Because of this inability to confess my feelings to a girl, I for the first time seriously thought about suicide. “Seriously” means that I really decided that when I would be in Moscow, I would commit suicide by jumping from a tall building. It was not just a thought or fantasy; it was a firm decision. Something interesting happened after that. A few months ago, I watched a television show about palmistry, and how lines, or dots, crossing the life line, can mean a person’s death. Then in the village, sitting by the window of the Small House, I accidentally noticed that a spot appeared on the life line of my right palm, located not far from half the length of that line. At that moment, I clearly realized that I would really commit suicide and die if I would not change the course of my thoughts. I chose life, and the spot on my life line quickly disappeared.

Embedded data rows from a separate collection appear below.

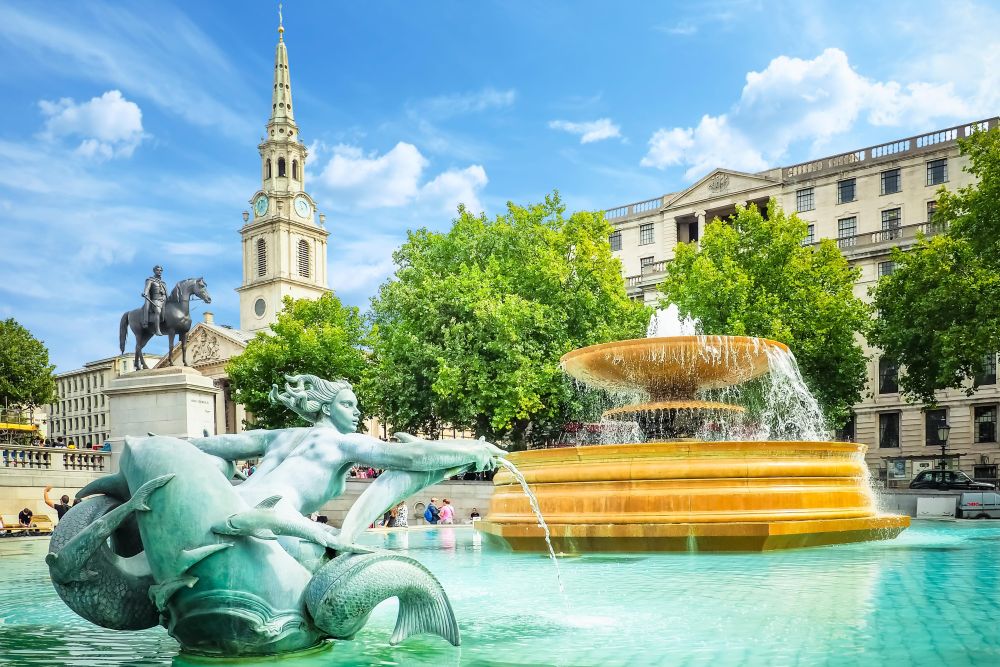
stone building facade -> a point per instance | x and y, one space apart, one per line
81 416
870 201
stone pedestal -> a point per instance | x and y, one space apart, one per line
176 400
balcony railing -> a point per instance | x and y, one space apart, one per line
890 151
13 457
633 210
860 243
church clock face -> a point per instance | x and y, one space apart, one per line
260 205
302 207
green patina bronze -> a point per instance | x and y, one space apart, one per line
239 570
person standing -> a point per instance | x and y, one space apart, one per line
61 507
155 294
432 515
447 512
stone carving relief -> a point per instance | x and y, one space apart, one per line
719 183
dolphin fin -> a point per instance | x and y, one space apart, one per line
268 503
160 593
142 494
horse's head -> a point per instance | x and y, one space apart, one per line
201 290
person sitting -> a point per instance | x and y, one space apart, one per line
61 507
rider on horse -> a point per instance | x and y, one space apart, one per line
155 294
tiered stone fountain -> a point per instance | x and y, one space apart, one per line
674 492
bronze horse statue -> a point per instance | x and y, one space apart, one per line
176 321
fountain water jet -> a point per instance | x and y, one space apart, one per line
711 475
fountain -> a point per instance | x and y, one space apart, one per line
710 475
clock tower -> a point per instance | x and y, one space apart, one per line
284 248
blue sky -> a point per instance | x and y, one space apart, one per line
129 130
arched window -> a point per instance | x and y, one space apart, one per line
261 257
304 258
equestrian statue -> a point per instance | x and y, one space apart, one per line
162 315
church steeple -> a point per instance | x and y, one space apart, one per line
284 250
282 116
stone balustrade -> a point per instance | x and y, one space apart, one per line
55 459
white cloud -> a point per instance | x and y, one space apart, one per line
794 100
456 186
108 126
397 179
589 131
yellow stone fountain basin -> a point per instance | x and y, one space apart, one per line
706 495
676 366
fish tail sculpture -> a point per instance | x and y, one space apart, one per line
89 576
341 596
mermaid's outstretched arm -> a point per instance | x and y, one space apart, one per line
416 454
236 446
386 492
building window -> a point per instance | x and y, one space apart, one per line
304 258
932 420
847 230
888 377
261 257
846 190
646 233
846 433
888 429
986 423
805 200
937 171
891 220
891 181
988 373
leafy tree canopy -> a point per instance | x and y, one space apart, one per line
26 379
939 311
751 275
319 337
470 330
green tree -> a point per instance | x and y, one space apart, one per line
320 337
939 311
26 379
470 329
751 275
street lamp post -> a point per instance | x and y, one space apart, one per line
943 430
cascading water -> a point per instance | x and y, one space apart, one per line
512 469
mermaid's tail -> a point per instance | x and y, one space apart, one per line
342 595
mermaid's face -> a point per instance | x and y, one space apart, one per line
343 411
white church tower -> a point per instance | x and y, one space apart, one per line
284 248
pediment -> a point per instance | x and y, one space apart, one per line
206 346
720 183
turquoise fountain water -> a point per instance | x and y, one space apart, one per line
930 597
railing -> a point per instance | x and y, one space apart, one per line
645 272
871 240
53 458
632 210
891 150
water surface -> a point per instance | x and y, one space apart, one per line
929 597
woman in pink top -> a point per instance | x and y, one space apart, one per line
447 512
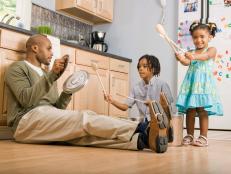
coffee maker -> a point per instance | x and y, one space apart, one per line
97 41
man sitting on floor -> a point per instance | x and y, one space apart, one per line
37 113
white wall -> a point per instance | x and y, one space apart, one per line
132 34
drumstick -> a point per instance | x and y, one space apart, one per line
130 98
95 67
163 34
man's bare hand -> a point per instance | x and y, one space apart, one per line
108 98
189 55
60 65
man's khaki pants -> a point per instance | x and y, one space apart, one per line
85 128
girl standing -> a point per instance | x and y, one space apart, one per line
198 95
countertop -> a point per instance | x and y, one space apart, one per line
28 32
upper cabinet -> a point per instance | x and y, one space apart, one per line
91 11
105 9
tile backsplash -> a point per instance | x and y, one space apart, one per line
64 27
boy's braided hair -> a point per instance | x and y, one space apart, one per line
153 63
211 27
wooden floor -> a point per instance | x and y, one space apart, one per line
59 159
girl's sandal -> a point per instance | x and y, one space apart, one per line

Then I continued to fantasize very often, too often… If earlier it was a conscious action, a choice that I made during loneliness, then it was happening more and more as if by itself. I constantly dreamed of something, or someone, even while doing some work, for example, while repairing a motorcycle, or when I was repairing the roof of our house and terrace. Fictional stories covered up all the “bad” of my real life so perfectly that I simply could not live without them, because I no longer felt discomfort and fear. Needless to say, I fantasized about the girl I fell in love with and often accompanied those fantasies with masturbation… (I should add a clarification here so that everyone has a clear picture of what I mean when I talk about my negative habit of daydreaming in this particular book. During such fantasies, I began to “voice” the speech of imaginary characters in my head, “hearing” a muffled “voice” that I myself generate in my mind).
Once we had dinner in the kitchen of the Big House. We were eating there because my father had come for a visit. I think he drank alcohol then, and I made a speech about the harm from such alcohol consumption, and that psychology plays an important role in this addiction. It was a very clever speech for a teenager of my age, and my father jokingly mentioned this, noting that I did not take after him. I never studied psychology. I just as if “always”, or from birth, knew that truth, which I then told my father.
This was not the only time I had knowledge of something that I had never read or heard about in my life. Once in Moscow, while still at school, I watched a television program about the secrets of death, and at the end of that program, the announcer said along a black screen, that after death we simply cease to exist. I immediately knew that this simply could not be true. If this were true, then it would mean that we are simple robots, and robots cannot identify themselves – they cannot say “I am” because they really think so, and not because in the past they were programmed by someone to say that. In the following years, when I was dealing with programming, I found even more confirmation of the correctness of that knowledge, but it is still difficult for me to express that truth with words so that everyone understands what I mean. And considering the fact that many modern serious scientists really believe that robots can gain consciousness, means that not all readers will understand me.